Punto de vista de la tercera persona
Lance la miró y dijo: -¿Lycan Erasmus te ha dado tres meses para encontrar un compañero, o te convertirás en sacerdotisa en el palacio, verdad?.
Adelaide no se sorprendió de que él lo supiera y simplemente asintió.
Lance preguntó sin rodeos: -¿Quieres ser sacerdotisa?.
Sus pupilas brillaban ámbar a la luz de las velas. Las feromonas de cedro de Lance, mezcladas con el olor de las agujas de pino, la envolvieron. De repente, el lobo de Adelaide aguzó sus oídos en lo más profundo de su conciencia. La marca temporal en su nuca le hormigueaba.
Ella lo miró y preguntó: -¿Te envió Lycan Erasmus?.
Apretó el tótem de hueso con forma de cabeza de lobo en sus dedos, tratando de suprimir el calor anormal en sus glándulas.
-No, quise venir-, respondió Lance.
Sus feromonas de repente se volvieron abrasadoras, envolviendo su espíritu lobo como una hoguera invernal.
Adelaide se encontró con su mirada y reprimió un aullido bajo en su garganta: -No, no quiero.
-¿Tienes algún Alfa en mente?-. Su nariz se movió ligeramente, captando las sutiles fluctuaciones en sus feromonas. Al mismo tiempo, la observaba atentamente, sin perder ni un solo cambio en su expresión.
Ella respondió: -No.
-¿Y alguien por quien sientas simpatía?-, Lance insistió.

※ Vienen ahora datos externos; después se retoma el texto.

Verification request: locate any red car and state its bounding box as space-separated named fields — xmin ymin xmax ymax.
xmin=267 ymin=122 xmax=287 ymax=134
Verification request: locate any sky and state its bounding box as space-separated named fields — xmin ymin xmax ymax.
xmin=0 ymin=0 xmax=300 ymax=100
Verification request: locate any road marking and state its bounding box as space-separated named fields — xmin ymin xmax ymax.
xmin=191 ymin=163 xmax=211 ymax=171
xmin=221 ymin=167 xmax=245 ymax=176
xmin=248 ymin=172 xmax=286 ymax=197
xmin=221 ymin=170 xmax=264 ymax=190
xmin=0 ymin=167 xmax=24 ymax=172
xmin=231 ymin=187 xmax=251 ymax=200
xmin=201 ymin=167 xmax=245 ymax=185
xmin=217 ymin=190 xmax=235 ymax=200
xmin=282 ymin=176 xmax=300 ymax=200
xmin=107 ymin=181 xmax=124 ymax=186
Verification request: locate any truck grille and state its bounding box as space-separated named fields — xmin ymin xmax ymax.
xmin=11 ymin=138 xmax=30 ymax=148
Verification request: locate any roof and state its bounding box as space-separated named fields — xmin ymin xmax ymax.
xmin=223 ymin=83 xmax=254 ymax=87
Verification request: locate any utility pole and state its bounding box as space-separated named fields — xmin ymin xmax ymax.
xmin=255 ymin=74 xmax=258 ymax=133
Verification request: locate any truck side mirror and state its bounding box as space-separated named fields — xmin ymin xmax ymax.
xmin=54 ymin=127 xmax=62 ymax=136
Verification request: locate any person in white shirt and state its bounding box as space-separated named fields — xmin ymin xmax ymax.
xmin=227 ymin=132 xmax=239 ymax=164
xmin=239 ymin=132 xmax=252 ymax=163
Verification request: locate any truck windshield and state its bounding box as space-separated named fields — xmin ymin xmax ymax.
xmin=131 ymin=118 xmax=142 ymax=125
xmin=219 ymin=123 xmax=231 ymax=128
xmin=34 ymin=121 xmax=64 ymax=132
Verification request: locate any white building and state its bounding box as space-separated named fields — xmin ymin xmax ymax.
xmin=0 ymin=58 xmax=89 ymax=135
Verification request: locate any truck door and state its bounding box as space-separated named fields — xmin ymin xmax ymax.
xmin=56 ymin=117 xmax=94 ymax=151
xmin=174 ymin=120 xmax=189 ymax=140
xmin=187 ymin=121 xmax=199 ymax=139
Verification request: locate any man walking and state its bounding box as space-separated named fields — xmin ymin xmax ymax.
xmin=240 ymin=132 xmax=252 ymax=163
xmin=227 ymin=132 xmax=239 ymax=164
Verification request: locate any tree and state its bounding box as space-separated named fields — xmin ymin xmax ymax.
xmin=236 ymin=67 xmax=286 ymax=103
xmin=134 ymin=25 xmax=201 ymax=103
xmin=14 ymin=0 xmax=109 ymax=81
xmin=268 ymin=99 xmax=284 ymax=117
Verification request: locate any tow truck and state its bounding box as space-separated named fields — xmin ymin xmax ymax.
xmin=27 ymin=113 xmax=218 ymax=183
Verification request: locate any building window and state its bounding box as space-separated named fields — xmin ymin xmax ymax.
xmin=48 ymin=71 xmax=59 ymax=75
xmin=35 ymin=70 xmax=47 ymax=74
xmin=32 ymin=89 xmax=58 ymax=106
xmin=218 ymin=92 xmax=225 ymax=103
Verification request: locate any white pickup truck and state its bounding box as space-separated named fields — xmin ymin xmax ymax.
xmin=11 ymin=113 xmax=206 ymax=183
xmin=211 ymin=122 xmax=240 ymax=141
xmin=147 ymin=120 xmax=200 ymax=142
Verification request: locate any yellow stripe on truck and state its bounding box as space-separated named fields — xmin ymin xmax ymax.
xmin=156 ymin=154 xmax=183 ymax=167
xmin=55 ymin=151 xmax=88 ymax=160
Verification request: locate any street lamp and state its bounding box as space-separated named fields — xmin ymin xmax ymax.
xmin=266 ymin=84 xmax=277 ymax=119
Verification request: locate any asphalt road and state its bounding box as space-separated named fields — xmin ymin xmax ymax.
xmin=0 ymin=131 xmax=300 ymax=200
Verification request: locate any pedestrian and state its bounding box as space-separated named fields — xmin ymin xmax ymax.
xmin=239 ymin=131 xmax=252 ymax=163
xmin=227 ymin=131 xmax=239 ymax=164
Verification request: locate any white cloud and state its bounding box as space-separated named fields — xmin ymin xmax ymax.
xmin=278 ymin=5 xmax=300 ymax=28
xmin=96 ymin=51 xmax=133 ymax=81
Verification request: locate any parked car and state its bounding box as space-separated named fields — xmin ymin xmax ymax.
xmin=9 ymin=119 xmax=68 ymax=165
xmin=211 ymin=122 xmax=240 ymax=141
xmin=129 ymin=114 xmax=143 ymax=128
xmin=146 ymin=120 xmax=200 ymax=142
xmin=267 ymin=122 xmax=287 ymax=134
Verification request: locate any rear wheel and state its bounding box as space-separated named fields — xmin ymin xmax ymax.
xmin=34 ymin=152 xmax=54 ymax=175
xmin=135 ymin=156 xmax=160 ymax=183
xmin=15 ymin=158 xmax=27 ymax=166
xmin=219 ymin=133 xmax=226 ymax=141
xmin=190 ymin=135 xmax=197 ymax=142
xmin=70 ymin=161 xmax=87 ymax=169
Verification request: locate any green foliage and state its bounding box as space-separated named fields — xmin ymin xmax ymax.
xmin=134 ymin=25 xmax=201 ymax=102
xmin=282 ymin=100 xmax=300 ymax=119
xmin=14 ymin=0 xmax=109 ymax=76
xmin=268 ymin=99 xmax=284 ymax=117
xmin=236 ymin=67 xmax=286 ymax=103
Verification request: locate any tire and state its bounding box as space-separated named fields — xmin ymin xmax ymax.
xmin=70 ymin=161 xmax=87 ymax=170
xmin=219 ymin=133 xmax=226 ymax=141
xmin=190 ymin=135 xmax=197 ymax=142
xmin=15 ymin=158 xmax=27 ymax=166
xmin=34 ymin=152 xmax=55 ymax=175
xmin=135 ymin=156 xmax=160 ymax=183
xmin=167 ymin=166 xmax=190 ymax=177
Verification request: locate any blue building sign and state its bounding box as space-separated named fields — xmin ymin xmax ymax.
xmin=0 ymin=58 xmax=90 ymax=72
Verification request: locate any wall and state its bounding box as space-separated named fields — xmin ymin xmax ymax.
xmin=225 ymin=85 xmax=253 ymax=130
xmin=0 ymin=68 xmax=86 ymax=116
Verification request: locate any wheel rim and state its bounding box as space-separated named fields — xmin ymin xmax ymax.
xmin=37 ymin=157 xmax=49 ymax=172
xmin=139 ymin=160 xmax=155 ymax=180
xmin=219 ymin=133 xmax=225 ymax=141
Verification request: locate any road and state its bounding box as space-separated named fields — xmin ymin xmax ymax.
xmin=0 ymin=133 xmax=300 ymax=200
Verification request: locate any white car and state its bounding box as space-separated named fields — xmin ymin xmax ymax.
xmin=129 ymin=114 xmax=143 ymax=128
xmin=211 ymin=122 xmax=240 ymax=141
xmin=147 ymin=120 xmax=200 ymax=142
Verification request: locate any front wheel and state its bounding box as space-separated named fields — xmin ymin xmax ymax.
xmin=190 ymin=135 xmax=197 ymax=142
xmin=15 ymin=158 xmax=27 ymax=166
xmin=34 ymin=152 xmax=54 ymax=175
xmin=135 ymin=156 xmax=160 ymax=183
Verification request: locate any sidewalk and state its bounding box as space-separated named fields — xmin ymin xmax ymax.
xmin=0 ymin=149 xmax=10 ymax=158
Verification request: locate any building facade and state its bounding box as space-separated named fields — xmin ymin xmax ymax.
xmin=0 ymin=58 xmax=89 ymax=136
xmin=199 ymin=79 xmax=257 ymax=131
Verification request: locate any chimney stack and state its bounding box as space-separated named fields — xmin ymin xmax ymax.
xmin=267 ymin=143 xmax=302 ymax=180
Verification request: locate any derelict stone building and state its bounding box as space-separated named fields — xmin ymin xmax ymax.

-Tampoco-, respondió Adelaide.
Lance sabía que no tenía lugar en su corazón, pero escucharla decir que no sentía afecto por nadie aún le picaba un poco, como la picadura de una abeja. Pero era mejor, ella no sentía nada por nadie.
Al notar que su rostro momentáneamente pálido volvía a la normalidad, Adelaide dejó su vaso de agua y reflexionó: -Alfa Lance, ¿estás aquí para ayudarme con esto?.
Después de un silencio, Lance miró fijamente a sus ojos y dijo: -Me gustas y quiero que seas mi compañera. ¿Aceptarás?.
-No hay ninguna adecuada. La que quiero ya se ha unido a otro.
Por su sonrisa irónica, Adelaide percibió su impotencia. No esperaba que alguien tan excepcional como él también estuviera separado de su verdadero compañero.
Lance dijo suavemente: -Entonces, ¿por qué buscar a otros y desperdiciar sus vidas?.
Adelaide se conmovió. El Alfa Lance era más devoto de lo que ella había imaginado. Su lobo arañaba inquieto en su mente, moviendo la cola ante sus feromonas de cedro, pero ella lo reprimió.
Ella dijo: -Lycan Erasmus me ordenó encontrar un compañero en tres meses. Probablemente pretende nominar a alguien para el Consejo de Ancianos Reales. Si me uno a ti, Lycan Erasmus podría objetar.
Lance no había anticipado esta línea de pensamiento. Claramente, ella no entendía las intenciones de Erasmus. Pensó brevemente, luego la tranquilizó: -No te preocupes. Yo me encargaré de Lycan Erasmus. Probablemente su preocupación sea que elijas a otro hombre sin corazón como Ulrik.
Aunque una pulla algo astuta hacia su ex sonaba plausible. Escuchar -Ulrik- no afectó a Adelaide, pero las palabras de Lance tenían un grano de verdad. Cuando Lycan Erasmus mencionó que su futuro compañero obtendría un asiento en el consejo, no anticipó que ella ganaría respeto de los antiguos subordinados del Alfa Bentley en el campo de batalla. Ahora que lo sabía, no aceptaría fácilmente su elección. Su prioridad era la familia real, no su felicidad. Esto fácilmente podría dejar insatisfechas a ambas partes.
Siguiendo su lógica, Lance fácilmente evaluó sus pensamientos. Él dijo: -Había renunciado a encontrar un compañero. Pero dado que Lycan Erasmus insiste, cumpliré. Mejor tú que un extraño.